Zukiswa Wanner
Despite, in Spite of, Sometimes to Spite Our Governments: How the COVID-19 Pandemic Opened Artists to Solidarities and Collaborations
Music, visual art, performance art, literature—for many, the best are aesthetically pleasing as they help us think differently, and think in upheaval, if you will. My talk will focus on how lockdown allowed artists and consumers of art to see beyond the limited space they are normally exposed to and create solidarities in campaigns such as #BlackLivesMatter, #ZimbabweanLivesMatter, and #EndSars, among others. Equally, it will look at collaborations that may have otherwise gone unmade in film, music, visual art, and literature across linguistic and “national” borders and what that means for our past, how that’s working in the present, and possible implications for the future.
The 2020 Goethe Medalist Zukiswa Wanner is an author, editor, publisher, and curator currently residing in Kenya but born in Zambia to two political exiles (a South African father and a Zimbabwean mother).

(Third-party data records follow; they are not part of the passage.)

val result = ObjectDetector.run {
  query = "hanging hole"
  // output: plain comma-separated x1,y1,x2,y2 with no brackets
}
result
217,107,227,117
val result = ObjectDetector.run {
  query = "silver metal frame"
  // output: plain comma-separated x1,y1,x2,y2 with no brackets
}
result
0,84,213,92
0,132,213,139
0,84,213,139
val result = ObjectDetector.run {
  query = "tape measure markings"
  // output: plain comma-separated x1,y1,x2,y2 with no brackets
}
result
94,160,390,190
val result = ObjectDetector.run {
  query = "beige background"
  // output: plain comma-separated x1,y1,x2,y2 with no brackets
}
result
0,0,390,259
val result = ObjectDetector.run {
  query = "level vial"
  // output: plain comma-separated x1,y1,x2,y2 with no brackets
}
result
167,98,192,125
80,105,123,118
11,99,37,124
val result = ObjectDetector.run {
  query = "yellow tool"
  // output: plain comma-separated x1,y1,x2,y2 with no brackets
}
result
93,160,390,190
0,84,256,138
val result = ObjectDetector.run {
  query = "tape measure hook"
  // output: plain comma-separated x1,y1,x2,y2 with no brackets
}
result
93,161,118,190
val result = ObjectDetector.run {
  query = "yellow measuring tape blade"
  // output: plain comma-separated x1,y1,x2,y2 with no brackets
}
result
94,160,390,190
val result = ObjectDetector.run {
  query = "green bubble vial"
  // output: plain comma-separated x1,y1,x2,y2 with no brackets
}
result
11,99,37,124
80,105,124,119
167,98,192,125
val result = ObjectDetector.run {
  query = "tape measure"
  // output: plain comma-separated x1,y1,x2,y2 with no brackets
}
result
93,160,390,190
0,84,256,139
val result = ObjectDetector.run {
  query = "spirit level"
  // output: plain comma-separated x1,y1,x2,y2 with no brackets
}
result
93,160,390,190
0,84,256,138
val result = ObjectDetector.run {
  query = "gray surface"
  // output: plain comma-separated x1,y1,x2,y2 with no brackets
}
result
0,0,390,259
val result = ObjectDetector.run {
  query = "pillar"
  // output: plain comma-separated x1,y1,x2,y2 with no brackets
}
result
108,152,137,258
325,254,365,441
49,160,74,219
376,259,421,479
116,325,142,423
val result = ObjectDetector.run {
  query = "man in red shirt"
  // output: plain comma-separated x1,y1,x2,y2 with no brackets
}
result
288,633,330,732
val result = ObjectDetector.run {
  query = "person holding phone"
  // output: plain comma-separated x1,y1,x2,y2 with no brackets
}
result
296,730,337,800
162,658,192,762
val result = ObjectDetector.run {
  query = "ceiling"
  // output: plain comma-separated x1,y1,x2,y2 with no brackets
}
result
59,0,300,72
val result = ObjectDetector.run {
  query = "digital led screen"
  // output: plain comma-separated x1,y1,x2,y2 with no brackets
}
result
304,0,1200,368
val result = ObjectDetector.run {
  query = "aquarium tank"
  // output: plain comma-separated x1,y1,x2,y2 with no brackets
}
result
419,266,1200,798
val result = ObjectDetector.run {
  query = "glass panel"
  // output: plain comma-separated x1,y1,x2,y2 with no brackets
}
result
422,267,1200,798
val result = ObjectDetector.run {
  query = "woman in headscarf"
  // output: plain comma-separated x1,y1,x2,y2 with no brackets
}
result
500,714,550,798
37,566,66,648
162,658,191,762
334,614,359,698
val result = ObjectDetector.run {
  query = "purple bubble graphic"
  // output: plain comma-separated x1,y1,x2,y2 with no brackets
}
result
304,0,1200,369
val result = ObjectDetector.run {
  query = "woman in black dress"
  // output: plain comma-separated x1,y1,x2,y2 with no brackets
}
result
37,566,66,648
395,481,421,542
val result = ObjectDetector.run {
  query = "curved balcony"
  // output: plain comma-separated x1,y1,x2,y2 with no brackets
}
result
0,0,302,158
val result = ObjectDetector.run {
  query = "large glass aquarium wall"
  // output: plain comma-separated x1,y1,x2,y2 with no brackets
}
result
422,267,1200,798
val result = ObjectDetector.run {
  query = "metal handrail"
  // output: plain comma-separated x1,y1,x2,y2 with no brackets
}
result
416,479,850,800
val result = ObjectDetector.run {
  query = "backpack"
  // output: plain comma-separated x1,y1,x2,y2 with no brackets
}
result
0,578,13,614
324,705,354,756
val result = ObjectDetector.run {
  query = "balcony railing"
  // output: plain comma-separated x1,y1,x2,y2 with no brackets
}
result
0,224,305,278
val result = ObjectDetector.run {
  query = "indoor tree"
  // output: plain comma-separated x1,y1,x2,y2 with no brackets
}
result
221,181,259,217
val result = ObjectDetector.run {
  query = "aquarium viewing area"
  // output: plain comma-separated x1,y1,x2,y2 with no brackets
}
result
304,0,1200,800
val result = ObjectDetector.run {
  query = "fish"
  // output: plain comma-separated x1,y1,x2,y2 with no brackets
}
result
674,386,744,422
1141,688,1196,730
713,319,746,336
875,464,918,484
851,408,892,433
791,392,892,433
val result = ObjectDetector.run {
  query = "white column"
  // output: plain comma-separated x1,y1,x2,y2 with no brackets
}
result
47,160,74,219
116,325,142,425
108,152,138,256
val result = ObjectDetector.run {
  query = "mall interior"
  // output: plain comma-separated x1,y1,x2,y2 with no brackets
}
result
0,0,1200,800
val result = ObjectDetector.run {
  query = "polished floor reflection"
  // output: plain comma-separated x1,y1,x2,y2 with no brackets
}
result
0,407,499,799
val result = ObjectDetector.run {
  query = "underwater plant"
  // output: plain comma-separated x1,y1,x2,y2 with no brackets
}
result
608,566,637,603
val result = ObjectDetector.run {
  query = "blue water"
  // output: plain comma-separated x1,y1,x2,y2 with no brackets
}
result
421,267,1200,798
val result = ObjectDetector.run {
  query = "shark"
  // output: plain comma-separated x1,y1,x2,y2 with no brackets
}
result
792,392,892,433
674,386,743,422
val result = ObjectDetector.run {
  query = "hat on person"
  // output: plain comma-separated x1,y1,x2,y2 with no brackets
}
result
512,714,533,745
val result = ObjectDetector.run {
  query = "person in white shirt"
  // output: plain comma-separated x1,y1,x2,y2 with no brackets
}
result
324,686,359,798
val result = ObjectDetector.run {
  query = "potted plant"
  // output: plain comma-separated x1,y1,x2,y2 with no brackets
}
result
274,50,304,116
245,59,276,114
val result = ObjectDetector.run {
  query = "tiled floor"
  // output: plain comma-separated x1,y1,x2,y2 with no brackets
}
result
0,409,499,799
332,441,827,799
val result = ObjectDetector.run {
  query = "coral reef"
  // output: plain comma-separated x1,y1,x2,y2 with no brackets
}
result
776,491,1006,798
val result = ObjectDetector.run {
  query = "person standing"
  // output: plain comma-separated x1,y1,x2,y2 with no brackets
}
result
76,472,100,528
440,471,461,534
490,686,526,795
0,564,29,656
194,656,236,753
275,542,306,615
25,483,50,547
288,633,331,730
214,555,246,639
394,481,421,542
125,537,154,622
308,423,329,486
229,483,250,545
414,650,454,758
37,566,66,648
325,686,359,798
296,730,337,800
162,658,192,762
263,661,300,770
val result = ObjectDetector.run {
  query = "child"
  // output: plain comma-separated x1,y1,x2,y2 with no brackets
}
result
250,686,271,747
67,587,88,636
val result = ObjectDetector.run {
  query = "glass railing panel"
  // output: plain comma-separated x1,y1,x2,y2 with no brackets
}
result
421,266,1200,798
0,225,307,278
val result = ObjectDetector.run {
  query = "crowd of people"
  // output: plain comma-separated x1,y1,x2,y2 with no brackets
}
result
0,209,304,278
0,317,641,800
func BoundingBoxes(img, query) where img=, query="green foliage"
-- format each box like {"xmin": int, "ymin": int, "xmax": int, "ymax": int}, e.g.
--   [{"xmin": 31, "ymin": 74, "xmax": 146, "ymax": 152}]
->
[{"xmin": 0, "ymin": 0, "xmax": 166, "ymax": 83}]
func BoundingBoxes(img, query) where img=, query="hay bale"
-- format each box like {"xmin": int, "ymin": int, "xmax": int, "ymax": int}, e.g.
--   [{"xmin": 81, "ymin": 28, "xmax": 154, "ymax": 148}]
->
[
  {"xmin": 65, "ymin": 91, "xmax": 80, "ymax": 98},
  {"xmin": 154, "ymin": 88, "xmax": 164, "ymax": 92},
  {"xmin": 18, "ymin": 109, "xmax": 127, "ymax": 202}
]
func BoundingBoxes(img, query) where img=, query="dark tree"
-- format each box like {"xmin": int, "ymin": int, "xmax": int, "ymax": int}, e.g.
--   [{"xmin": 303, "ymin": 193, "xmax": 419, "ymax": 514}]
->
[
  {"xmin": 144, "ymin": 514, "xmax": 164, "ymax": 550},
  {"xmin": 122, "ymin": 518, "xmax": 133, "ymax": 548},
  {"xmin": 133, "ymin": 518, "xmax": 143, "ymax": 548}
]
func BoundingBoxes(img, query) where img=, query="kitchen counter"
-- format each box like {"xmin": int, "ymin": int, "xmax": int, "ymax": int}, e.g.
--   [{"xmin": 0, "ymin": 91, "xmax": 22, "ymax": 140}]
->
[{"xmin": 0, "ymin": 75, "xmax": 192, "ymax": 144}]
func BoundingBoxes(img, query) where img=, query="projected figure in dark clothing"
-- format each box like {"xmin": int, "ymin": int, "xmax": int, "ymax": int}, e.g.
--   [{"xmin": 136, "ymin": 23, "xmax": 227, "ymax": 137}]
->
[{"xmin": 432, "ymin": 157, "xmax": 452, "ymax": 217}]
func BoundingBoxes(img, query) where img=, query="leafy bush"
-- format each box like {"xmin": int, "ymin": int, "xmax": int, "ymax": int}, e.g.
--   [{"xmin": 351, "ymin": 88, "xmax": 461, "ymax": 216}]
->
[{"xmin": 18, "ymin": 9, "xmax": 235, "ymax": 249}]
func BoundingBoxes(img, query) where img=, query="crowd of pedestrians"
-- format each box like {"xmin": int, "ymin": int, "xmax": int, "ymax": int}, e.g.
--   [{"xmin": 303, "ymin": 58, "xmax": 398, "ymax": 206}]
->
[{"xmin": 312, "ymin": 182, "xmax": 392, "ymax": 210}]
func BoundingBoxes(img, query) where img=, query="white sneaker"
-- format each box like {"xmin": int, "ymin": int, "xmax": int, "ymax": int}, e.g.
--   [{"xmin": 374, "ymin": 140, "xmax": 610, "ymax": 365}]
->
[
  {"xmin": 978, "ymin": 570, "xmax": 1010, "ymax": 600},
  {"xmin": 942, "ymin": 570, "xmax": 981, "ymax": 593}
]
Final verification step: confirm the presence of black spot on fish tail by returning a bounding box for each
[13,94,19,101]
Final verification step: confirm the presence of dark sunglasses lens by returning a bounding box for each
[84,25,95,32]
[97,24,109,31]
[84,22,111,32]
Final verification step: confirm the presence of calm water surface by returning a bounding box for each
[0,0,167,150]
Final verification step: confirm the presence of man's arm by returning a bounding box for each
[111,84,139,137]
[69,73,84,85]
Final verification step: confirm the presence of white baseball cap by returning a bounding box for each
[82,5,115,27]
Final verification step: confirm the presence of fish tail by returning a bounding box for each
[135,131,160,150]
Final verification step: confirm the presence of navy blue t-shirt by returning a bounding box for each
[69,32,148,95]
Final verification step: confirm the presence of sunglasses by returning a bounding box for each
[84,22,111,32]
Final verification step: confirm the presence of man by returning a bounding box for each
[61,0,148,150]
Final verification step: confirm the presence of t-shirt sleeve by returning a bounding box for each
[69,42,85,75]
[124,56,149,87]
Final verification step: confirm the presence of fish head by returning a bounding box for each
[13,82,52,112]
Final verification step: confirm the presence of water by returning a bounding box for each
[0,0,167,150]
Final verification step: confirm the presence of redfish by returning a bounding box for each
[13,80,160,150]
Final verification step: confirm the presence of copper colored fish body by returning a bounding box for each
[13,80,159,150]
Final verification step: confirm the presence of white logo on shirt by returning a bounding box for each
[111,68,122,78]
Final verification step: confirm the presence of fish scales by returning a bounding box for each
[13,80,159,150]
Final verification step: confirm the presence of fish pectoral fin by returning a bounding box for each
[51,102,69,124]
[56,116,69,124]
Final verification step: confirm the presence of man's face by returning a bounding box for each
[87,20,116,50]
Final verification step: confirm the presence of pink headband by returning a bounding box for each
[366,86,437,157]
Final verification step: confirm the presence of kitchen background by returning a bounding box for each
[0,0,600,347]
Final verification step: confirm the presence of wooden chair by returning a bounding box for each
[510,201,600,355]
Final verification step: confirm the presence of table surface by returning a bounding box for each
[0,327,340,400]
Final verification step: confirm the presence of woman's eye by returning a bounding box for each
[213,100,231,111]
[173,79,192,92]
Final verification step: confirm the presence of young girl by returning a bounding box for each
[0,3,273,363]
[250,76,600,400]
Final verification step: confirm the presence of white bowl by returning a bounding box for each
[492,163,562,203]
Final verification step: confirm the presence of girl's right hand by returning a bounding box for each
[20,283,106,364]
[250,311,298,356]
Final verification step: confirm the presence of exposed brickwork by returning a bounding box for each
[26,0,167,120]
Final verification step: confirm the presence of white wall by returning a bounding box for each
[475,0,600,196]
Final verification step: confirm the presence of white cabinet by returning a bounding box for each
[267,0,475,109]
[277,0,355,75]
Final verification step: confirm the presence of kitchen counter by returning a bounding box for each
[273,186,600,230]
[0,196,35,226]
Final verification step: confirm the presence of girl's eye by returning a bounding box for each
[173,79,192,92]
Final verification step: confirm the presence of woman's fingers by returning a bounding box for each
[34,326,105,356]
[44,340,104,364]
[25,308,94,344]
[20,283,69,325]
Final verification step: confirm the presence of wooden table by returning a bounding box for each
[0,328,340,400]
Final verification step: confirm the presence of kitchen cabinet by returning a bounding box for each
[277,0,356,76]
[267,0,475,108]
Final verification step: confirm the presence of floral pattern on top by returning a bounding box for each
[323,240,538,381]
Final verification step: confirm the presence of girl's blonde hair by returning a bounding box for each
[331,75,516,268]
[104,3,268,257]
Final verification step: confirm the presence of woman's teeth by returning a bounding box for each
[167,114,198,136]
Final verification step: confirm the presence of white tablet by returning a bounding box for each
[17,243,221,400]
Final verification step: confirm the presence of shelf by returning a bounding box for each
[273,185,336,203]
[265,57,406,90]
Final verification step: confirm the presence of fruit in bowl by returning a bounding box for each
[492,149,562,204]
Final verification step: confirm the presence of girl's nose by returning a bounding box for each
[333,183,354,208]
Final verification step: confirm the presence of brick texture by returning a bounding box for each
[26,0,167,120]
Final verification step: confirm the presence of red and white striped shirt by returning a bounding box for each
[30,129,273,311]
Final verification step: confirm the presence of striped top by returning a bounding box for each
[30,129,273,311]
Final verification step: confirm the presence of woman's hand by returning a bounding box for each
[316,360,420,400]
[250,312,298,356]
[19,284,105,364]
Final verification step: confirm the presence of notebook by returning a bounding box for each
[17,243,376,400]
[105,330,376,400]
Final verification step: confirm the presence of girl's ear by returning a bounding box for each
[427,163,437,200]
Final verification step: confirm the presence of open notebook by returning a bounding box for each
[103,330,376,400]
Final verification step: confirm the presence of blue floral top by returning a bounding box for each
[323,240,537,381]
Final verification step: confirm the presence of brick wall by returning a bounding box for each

Zukiswa has written four novels, three children’s books, two works of nonfiction and has been a columnist for True Love (South Africa), The Star (Kenya), The Nation (Kenya), Mail & Guardian (South Africa), and the pan-African monthly New African. She has also written for Süddeutsche Zeitung, The New York Times, and The Guardian. The authors she has published include Yara Nakahanda Monteiro (Angola), Maimouna Jallow (Gambia), Mukoma wa Ngugi (Kenya), and Nokuthula Mazibuko Msimang (South Africa). She is the founder and curator of Afrolit Sans Frontières, the pandemic’s first virtual literary festival which later morphed into Virtually Yours; Artistic Encounters, which has been on stages in Nairobi and Johannesburg and is currently exhibiting in Zurich; and Displacement & Refuge, a series of dialogues for the Goethe Institute in Nairobi.